Novel Object 6D Pose Estimation with a Single Reference View
Jian Liu, Wei Sun, Kai Zeng, Jin Zheng, Hui Yang, Hossein Rahmani, Ajmal Mian, Lin Wang
TL;DR
This work tackles novel object 6D pose estimation using only a single reference view, addressing the scalability limitations of CAD-model and dense-reference approaches. It introduces SinRef-6D, which performs iterative object-space point-wise alignment guided by RGB and Points State Space Models (SSMs) to capture long-range spatial information with linear complexity, followed by pose solving via weighted SVD. Key contributions include the integration of RGB and Points SSMs, an iterative focalization-and-alignment pipeline with two non-shared GeoTransformers, and strong empirical results across six public datasets and real-world scenes, demonstrating CAD-free performance competitive with CAD-based methods.
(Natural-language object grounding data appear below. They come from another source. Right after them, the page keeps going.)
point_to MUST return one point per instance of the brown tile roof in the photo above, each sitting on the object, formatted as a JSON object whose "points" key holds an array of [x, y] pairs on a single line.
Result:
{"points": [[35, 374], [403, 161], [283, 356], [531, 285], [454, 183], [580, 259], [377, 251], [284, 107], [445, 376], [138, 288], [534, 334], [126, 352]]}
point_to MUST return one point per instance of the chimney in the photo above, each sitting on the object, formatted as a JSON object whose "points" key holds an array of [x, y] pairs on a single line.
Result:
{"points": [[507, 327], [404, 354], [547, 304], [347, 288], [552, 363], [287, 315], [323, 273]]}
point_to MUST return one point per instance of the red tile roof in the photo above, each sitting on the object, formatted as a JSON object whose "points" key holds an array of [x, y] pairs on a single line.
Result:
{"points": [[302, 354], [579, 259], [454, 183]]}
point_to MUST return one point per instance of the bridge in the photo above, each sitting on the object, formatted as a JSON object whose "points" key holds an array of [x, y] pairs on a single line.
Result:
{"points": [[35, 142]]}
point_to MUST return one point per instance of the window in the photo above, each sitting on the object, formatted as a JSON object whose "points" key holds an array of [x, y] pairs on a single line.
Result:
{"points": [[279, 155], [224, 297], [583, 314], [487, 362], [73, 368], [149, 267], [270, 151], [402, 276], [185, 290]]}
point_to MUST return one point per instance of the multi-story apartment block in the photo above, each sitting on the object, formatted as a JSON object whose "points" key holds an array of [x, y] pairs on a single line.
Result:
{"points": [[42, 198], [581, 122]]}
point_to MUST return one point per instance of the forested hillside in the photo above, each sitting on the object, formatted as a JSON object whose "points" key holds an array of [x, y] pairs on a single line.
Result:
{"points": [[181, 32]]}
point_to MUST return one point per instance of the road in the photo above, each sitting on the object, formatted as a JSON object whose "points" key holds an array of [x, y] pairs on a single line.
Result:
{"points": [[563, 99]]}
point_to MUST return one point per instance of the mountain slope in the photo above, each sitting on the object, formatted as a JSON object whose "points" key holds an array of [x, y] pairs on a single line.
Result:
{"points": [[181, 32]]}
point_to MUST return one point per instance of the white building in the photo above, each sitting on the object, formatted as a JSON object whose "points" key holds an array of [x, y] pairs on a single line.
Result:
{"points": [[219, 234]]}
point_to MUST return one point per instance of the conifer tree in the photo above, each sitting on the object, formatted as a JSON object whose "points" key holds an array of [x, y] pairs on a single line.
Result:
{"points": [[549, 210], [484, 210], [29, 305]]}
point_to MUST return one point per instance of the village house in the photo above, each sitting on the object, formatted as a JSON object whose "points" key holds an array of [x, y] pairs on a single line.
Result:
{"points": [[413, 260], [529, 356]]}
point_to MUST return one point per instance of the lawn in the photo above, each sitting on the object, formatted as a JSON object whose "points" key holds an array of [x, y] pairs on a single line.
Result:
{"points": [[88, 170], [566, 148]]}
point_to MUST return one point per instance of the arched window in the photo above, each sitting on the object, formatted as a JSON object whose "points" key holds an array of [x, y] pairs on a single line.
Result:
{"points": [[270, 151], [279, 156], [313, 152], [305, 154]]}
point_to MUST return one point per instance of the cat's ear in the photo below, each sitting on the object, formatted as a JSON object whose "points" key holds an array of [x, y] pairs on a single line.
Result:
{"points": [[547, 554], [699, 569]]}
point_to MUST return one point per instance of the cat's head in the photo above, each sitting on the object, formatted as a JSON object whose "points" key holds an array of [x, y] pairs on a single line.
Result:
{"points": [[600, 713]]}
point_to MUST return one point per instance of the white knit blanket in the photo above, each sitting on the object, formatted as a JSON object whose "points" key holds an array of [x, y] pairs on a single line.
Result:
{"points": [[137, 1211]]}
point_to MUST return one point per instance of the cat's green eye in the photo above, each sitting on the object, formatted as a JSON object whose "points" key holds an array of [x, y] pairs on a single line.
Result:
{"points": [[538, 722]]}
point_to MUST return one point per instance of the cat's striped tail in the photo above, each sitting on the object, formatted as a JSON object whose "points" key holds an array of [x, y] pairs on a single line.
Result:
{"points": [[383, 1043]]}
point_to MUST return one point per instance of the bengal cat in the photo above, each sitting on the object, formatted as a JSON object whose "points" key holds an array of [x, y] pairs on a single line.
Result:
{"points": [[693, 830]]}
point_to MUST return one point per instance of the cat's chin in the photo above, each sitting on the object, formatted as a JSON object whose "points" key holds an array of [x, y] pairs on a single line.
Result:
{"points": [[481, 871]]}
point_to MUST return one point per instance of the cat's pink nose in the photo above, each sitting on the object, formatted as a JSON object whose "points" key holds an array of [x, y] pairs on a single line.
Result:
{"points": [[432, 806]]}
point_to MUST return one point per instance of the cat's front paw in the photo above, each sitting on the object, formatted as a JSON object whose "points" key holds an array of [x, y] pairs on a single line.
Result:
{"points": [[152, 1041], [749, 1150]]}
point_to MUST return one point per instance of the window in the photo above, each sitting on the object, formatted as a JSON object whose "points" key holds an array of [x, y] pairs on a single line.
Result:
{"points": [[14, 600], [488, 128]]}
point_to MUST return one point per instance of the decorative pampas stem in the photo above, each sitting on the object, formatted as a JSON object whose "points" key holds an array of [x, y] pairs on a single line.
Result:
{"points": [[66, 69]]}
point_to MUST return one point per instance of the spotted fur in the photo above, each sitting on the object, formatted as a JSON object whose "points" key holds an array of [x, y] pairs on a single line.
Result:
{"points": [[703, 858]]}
The method offers practical impact for mobile and robotic deployments by removing the need for textured CAD models or dense reference views, enabling scalable 6D pose estimation in unseen objects. Limitations include challenges with top-down views and reflective materials, pointing to future work on robustness in such scenarios.
Abstract
Existing novel object 6D pose estimation methods typically rely on CAD models or dense reference views, which are both difficult to acquire. Using only a single reference view is more scalable, but challenging due to large pose discrepancies and limited geometric and spatial information. To address these issues, we propose a Single-Reference-based novel object 6D (SinRef-6D) pose estimation method. Our key idea is to iteratively establish point-wise alignment in a common coordinate system based on state space models (SSMs). Specifically, iterative object-space point-wise alignment can effectively handle large pose discrepancies, while our proposed RGB and Points SSMs can capture long-range dependencies and spatial information from a single view, offering linear complexity and superior spatial modeling capability. Once pre-trained on synthetic data, SinRef-6D can estimate the 6D pose of a novel object using only a single reference view, without requiring retraining or a CAD model. Extensive experiments on six popular datasets and real-world robotic scenes demonstrate that we achieve on-par performance with CAD-based and dense reference view-based methods, despite operating in the more challenging single reference setting. Code will be released at https://github.com/CNJianLiu/SinRef-6D.